Hi,Inasmuchas I am apparently one of the "uneducated and clueless", I was a bit disturbed when NAV repeatedly halted my machine as the prank site repeatedly tried to do whatever it does. Anyway since NAV and the prank were fighting each other faster than my human mind and human fingers could react, all I could do to escape was to hit my reset button, which was followed by a scan disc before rebooting. A full system scan by NAV subsequently detected a "trojan horse virus" in my ContentIE5 folder. If not for that, manually closing a few dozen pop ups, or whatever might have happened if not for NAV, would not have disturbed me. I have a collection of every prank program written by the rjlsoftware people and the lizardworks people as well as a a few from other sources, some quite mean. With all that I have found and tried up until now there was no damage done, and even with the "mean" ones the biggest challenge sometimes is to figure out how to close them. This one is the first one however that NAV detected as malicious. Symantec's stated philosophy is to not detect prank or joke programs. The following is from Symantec:
This is a joke program. It is not a virus, worm, or Trojan, and it is not detected as such. By design, Symantec Security Response does not provide virus definitions to detect joke programs. Such programs are not malicious, and detecting them only leads to unnecessary virus alerts which could cause you to believe that you have run or received a dangerous program when you have not.

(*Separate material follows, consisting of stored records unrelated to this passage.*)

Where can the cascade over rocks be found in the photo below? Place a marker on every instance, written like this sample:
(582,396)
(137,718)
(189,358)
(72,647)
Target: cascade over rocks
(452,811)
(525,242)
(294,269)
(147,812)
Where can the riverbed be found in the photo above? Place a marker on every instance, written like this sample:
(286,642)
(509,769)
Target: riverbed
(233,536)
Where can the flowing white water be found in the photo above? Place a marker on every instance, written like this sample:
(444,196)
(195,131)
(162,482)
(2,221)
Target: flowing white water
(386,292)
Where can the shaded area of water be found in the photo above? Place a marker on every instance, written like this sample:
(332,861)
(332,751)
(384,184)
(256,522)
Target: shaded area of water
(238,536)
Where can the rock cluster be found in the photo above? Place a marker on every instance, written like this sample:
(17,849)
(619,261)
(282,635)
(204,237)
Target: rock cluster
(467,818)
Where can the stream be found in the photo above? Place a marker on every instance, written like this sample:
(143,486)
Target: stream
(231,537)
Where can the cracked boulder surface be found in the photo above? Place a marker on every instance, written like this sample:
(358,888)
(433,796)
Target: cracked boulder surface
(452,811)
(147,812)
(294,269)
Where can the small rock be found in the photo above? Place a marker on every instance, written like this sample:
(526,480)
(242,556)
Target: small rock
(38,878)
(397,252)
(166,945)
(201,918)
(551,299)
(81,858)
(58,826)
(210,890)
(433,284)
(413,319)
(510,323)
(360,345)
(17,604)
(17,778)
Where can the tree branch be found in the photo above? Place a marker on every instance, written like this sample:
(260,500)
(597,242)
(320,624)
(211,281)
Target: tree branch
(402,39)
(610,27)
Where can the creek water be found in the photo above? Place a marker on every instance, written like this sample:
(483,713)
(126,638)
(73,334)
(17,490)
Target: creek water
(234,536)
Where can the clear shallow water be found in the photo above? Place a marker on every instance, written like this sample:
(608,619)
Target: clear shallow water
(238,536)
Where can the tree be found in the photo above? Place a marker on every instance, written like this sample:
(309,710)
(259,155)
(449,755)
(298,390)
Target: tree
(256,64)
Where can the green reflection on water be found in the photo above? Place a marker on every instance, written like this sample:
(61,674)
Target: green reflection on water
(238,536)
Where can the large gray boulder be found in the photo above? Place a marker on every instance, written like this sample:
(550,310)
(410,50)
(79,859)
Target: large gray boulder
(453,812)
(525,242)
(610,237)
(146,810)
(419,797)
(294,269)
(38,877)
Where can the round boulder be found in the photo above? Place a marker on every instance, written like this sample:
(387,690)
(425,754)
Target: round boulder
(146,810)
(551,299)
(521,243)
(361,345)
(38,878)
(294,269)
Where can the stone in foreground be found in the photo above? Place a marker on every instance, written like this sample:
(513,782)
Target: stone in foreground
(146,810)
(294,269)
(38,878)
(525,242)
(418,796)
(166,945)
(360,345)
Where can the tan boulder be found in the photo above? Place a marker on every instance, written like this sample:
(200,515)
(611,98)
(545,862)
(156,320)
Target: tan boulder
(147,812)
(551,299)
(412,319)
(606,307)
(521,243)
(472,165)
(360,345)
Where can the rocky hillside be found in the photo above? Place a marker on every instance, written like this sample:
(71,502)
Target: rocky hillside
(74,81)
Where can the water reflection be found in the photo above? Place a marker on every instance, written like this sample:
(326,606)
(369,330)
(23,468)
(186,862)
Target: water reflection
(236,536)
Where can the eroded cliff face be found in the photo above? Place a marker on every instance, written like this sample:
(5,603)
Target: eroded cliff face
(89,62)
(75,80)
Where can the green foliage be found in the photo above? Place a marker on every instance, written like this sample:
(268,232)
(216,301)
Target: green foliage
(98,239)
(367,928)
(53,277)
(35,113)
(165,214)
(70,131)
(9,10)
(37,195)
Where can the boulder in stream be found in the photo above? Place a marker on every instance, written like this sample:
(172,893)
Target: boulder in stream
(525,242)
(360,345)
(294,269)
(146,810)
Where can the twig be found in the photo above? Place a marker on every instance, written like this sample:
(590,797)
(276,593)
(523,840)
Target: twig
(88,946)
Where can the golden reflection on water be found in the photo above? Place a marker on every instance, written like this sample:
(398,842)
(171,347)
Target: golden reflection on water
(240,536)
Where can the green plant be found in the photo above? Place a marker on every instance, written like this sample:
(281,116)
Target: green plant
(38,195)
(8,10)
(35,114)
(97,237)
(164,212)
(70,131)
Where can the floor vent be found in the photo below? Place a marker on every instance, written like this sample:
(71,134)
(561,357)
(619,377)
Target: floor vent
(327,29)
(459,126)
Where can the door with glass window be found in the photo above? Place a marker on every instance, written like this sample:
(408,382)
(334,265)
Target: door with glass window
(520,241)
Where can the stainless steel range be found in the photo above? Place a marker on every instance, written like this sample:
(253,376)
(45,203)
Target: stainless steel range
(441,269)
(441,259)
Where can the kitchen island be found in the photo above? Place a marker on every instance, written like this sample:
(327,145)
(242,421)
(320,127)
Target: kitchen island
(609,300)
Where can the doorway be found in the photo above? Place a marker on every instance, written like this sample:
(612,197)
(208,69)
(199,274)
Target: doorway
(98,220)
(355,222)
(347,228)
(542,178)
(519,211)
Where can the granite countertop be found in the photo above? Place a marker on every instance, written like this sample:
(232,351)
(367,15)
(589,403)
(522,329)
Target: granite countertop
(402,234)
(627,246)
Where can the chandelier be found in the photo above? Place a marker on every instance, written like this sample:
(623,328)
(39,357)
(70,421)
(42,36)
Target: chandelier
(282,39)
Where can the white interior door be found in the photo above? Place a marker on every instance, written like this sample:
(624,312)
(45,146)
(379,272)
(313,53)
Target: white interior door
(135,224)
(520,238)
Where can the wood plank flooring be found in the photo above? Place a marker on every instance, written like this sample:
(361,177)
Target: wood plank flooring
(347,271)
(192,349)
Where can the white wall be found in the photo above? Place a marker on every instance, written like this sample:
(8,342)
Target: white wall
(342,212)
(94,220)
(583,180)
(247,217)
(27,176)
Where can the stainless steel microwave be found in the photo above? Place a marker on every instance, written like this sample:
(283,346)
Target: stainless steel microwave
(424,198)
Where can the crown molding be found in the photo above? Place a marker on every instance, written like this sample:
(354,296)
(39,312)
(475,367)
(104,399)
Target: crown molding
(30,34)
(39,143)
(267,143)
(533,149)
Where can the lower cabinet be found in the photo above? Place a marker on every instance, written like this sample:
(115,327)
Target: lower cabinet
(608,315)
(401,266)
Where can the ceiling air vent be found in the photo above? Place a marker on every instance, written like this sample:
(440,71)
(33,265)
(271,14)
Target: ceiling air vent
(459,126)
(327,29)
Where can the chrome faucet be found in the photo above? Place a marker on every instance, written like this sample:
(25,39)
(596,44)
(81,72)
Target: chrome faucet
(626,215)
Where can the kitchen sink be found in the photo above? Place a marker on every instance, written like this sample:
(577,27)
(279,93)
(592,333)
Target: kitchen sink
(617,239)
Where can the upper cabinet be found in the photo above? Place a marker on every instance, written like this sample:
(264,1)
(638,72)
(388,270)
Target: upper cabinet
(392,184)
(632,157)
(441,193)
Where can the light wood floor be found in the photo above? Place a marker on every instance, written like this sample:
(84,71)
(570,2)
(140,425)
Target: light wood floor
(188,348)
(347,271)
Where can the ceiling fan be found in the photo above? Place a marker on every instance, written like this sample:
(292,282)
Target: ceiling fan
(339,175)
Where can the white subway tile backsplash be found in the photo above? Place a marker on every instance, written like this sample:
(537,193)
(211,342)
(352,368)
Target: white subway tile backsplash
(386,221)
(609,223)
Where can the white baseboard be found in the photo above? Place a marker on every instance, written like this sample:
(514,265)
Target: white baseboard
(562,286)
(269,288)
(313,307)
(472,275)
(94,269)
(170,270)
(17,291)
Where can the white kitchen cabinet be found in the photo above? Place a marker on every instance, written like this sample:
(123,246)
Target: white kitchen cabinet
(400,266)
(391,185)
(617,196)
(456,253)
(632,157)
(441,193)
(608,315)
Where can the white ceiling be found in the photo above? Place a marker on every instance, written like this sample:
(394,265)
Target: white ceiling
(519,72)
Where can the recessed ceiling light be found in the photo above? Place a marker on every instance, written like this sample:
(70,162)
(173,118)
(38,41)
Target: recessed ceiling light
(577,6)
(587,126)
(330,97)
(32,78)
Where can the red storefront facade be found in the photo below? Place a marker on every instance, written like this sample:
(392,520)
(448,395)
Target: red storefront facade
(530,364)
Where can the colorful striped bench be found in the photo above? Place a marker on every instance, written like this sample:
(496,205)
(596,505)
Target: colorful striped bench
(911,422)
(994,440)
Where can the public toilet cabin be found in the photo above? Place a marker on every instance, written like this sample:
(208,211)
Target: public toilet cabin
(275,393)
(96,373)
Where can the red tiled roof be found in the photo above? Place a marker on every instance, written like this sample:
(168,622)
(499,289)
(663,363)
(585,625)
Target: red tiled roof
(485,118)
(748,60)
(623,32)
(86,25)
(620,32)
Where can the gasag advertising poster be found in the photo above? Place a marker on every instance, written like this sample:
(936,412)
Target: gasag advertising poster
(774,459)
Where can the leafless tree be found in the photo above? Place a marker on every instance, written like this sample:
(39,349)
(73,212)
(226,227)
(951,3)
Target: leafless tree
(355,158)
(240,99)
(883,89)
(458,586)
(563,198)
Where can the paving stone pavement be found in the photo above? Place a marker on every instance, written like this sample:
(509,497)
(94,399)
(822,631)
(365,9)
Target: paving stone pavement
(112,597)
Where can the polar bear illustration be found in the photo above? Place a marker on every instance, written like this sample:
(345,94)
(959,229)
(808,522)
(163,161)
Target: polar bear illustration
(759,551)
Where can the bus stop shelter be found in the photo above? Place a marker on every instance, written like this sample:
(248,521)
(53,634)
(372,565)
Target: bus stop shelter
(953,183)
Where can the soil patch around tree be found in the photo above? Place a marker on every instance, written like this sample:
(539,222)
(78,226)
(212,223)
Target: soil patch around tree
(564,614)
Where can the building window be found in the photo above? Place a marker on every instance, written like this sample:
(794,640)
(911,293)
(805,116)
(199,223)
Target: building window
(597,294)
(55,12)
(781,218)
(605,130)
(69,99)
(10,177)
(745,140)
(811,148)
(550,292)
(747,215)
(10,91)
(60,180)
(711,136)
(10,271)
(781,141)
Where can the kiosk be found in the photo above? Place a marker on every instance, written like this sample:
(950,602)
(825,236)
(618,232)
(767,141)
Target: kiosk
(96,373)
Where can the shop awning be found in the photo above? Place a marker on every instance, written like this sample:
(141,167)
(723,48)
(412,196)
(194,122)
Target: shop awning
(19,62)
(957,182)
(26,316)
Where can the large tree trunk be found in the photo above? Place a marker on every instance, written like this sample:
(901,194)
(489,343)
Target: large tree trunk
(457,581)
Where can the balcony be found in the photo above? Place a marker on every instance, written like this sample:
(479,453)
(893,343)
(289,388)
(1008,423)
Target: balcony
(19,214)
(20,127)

On the other hand, when I have done online scans at Housecall by comparison, half my inventory of prank programs is detected as trojans.
I don't consider NAV to be a poorly written AV, to the contrary I have found it to be very reliable and if this instance was a "false positive", then it is the first one that I have seen in four years of using NAV.
" (The reason flash is a natural format for this sort of thing is that it runs independently of most other browser function calls.)"
To the "uneducated and clueless" such as myself, this sounds like a potential vulnerability if an online flash cartoon can drop a new and previously unknown trojan into unsuspecting user's temp folders.
Perhaps NAV's heuristic detection detected this because it looks too much like a known trojan, I don't really know.
"There does seem to be some random redirect going on. I wonder if the ref to offiz.bei.t-online.de in the source has anything to do with it? I'm curious enough to run a capture later...be interesting to check out the TCP flow. "
If there is more going on than there first appears to the educated and clueful, then maybe NAV is ahead of the curve. Anyway it did me no real damage other than whatever risk there might be in doing, what is it called?, a hard boot? Also I would rather be safe than sorry, so I'm glad to have a practical demonstration of of NAV's ability to stop potentially malicious content while browsing. Up until now, the only alerts I have experience from NAV were infected attachements in emails from people even more "uneducated and clueless" than I.